South Korea scored more concessions and landed a generally less onerous deal than Japan, which has agreed to invest $550 billion in the United States under its trade deal. A memorandum of understanding between Washington and Tokyo stated that Mr. Trump will select how the money will be invested.
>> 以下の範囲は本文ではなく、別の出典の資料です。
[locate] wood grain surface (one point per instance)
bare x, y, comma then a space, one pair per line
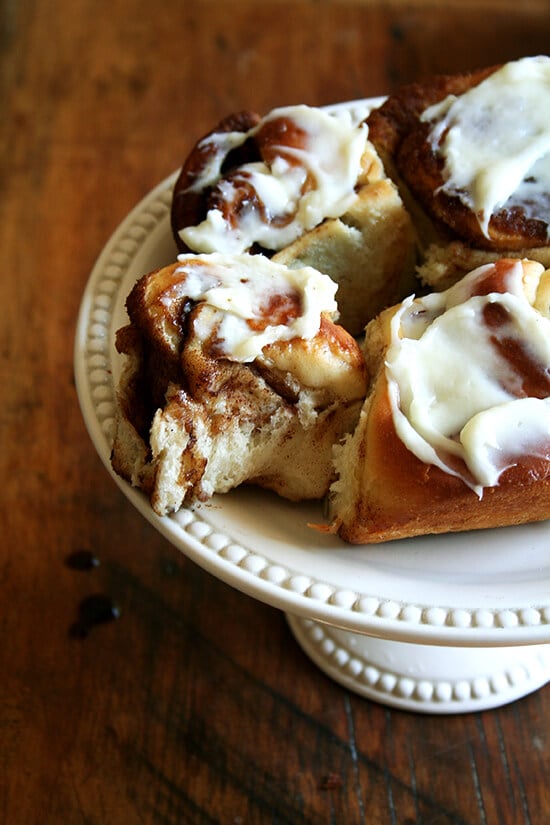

If Japan goes against his wishes, he will have the right to impose higher tariffs.
Also, after Japan recoups its initial money on an investment, 90 percent of the profits would go to the United States.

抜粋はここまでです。